Google+ Writing Circle Project
Genre: Myth
The Guardian stared, intent.
For aeons he had not counted, the Guardian had trained his gaze on the Others.
He could not see them from where he stood. From where he stood, he could only see the bridge stretching out under his feet. He stood at its peak, its narrowest point, ensuring that the Others could not pass. He could see countless leagues of the bridge before him. Out there in the eternal darkness, beyond the point where even his fabled vision failed, he knew they lived. They bred, they hated, they built their engines of war.
In the uncounted aeons, the Guardian had never turned his head to look back. If he had, he would have seen his defended bridge disappear into invisibility in the other direction. That way, beyond the exhaustion of his eagle’s eye, lay Home. At Home, they also bred, and they feared, and they prepared for the Others who would someday invade across the bridge.

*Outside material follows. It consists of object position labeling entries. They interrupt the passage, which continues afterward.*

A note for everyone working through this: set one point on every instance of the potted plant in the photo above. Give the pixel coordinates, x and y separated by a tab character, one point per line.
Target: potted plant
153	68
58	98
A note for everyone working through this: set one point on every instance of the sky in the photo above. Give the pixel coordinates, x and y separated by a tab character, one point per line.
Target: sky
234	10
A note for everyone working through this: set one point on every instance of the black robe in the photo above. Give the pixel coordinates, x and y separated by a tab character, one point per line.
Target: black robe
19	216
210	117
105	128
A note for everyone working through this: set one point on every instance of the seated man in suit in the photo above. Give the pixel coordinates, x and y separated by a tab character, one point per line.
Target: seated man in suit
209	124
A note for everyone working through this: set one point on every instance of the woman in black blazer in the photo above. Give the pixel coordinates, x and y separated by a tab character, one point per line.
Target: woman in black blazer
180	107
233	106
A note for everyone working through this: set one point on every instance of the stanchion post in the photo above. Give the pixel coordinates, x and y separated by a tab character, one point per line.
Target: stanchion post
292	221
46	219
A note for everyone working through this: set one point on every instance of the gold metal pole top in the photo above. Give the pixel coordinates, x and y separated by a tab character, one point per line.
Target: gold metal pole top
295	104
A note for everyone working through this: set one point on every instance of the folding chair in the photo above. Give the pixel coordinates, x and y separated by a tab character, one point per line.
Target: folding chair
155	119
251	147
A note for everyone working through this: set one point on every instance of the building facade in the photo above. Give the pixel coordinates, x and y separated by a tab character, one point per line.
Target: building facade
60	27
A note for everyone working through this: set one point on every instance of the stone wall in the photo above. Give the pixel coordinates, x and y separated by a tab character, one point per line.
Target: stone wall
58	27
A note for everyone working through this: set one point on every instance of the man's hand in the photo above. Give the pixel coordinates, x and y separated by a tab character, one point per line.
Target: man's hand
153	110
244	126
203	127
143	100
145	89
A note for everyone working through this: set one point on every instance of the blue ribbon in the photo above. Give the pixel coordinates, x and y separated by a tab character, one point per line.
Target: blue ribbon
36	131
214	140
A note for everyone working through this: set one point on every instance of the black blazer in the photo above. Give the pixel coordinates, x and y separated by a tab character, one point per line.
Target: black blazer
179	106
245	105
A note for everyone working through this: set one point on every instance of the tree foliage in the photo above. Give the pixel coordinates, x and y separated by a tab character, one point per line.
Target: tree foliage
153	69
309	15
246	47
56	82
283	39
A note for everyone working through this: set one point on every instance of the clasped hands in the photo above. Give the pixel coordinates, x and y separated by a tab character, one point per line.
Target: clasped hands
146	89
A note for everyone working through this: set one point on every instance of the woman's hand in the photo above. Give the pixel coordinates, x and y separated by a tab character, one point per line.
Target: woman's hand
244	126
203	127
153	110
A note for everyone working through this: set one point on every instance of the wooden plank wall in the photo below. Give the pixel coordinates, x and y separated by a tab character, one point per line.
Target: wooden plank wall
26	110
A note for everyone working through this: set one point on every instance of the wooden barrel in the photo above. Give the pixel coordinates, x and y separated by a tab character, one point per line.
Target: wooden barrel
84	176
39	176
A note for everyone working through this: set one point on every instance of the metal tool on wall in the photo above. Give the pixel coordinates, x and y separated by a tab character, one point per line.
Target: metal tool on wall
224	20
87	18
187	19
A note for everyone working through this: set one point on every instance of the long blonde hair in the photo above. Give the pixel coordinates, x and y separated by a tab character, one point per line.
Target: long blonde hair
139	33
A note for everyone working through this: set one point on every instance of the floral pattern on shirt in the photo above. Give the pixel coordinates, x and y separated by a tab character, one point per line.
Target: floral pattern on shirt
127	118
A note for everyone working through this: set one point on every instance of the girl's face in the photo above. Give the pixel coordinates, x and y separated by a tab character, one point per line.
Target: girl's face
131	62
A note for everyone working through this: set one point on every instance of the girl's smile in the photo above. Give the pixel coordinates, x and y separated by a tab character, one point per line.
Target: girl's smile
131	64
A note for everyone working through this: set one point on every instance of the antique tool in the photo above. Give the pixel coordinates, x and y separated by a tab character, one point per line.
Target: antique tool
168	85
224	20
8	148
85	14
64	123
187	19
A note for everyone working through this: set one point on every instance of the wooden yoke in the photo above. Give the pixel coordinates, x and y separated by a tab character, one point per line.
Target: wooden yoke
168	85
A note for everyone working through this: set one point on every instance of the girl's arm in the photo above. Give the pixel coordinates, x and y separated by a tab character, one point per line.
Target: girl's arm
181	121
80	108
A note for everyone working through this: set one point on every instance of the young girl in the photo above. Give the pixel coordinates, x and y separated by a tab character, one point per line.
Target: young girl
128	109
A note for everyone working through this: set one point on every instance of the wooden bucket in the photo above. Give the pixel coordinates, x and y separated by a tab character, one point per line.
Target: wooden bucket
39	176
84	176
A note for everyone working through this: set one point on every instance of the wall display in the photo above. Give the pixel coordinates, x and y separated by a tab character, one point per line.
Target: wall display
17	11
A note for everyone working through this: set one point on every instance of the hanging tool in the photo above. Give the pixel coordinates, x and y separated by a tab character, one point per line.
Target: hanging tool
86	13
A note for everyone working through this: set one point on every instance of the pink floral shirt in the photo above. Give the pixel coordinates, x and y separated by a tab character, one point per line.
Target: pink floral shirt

The Guardian’s people, the people of Home, had never sent to confirm that he was still at his post. They didn’t have to. If he left his post, they would know it by the invasion that would surely follow. And the Others had also never tested him; they would come but once, the Guardian knew, when their forces were fully prepared.
“Excuse me,” piped a voice.
It took the Guardian a moment to realize that the voice came from near his feet. He looked down and saw a tiny person, no taller than his ankle.
“None shall pass,” the Guardian warned the little person.
“Why would I want to pass?” the small fellow asked. He sat on a flying carpet that could have served the guardian as a handkerchief.
“To invade my Home,” the Guardian told him. He tilted his head back slightly, so that he could indicate the direction of Home without taking his eyes off the little person.
The little person flew higher in the air on his carpet, to draw up eye level with the Guardian. He carried swords and rope and grappling hooks and the other tools of thieves since time immemorial.
“I’ve been there already,” the thief said. “There’s nothing back there. Just ruins.”
Involuntarily, the Guardian’s eyes jumped ahead, in the direction of the hated Others and their endless preparations for war.
“There’s nothing over there, either,” the little man said. “Ruins, both places. Giant skeletons everywhere.”
It took time for this to sink in. Eventually, the Guardian shed a single tear. “What did they die of?” he finally asked.
The little thief on his flying carpet shrugged before he flew away. “Nothing I could see,” he called over his shoulder. “Boredom, I guess!”